I Have Seen the Light (Through the Cloud)
It’s been a long time since I posted on this blog. That’s mainly because I got a real job which has both kept me pretty busy and partly because I cannot just blithely share the things I work on now like I used to.
I started working in the role of what I eventually realized was a data engineer. To be honest, I’m not even sure I knew what a data engineer was before the title was bestowed upon me, but it turns out that a lot of my skills and innate abilities make me a pretty good one.
The project I was hired to work on involved a few hundreds of millions of records of transaction data – fairly ho-hum by today’s standards in terms of volume, but enough to chew on. The deliverable involved cleaning, loading, and distilling this data down to a size that could comfortably fit in an analytical tool for use by internal and external clients. We did this all in an on-prem MySQL server that was, for its time, pretty tricked out. Unfortunately, it was a bit of a nightmare and any problem or tweak that required rerunning from the beginning was a day-long setback. In the end, we made it work and we made the deadline but it involved a lot of babysitting processes overnight and relentlessly looking for ways to re-engineer the process to make it more efficient.
My partner who was mainly handling the visualizations kept lobbying for a new DBA who was an expert at fine tuning performance in the MySQL environment. I was still learning about the environment and didn’t feel ready to advocate for that.
The process chugged along, processing in MySQL, but any need for restatement or any change to the tables or logic was difficult due to the costs (mainly in processing time) involved.
A Bigger Project
A few months later, I learned that we were going to be receiving Adobe Analytics clickstream data on behalf of the client. The initial history load would be about 3.5b records with 970 fields, though we only really wanted about 75 of those fields.
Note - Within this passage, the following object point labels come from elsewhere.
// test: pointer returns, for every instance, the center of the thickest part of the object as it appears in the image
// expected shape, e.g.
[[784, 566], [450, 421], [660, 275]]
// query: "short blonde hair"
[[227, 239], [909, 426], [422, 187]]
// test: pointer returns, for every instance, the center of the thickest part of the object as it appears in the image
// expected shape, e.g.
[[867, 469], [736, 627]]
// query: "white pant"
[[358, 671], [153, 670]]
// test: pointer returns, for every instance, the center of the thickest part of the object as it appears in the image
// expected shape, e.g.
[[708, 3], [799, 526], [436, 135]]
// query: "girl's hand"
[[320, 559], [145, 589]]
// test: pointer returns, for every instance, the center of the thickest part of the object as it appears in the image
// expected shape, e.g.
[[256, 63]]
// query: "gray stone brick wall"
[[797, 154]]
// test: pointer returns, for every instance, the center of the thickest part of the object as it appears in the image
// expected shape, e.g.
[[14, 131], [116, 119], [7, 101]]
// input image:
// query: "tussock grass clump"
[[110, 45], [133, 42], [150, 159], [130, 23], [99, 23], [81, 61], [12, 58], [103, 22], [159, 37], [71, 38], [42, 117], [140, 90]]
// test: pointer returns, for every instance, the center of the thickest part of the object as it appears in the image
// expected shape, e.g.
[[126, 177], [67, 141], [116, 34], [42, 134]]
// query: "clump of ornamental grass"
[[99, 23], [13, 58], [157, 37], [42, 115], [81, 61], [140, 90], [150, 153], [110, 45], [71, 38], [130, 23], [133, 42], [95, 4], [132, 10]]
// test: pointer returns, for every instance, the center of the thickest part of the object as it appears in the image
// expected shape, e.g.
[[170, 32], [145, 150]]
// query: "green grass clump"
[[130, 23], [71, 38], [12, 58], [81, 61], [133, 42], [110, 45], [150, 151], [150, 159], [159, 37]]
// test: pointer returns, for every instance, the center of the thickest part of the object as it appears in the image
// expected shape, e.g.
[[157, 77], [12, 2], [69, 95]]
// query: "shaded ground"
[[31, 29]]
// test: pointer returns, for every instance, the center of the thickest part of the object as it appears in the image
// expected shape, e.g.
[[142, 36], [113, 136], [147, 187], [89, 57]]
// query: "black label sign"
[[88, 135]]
Again, these would need to loaded into fact tables and then summarized to a level that would fit within Power BI for analytical purposes.
This was a comparatively big lift for us and not conceivable within our MySQL setup.
We began a proof of concept in AWS. While I’m always skeptical of third-party services and their focus on entanglement, I was certainly no stranger to cloud computing and its explosive growth in recent years. I’ve used these services in smaller ways a number of times.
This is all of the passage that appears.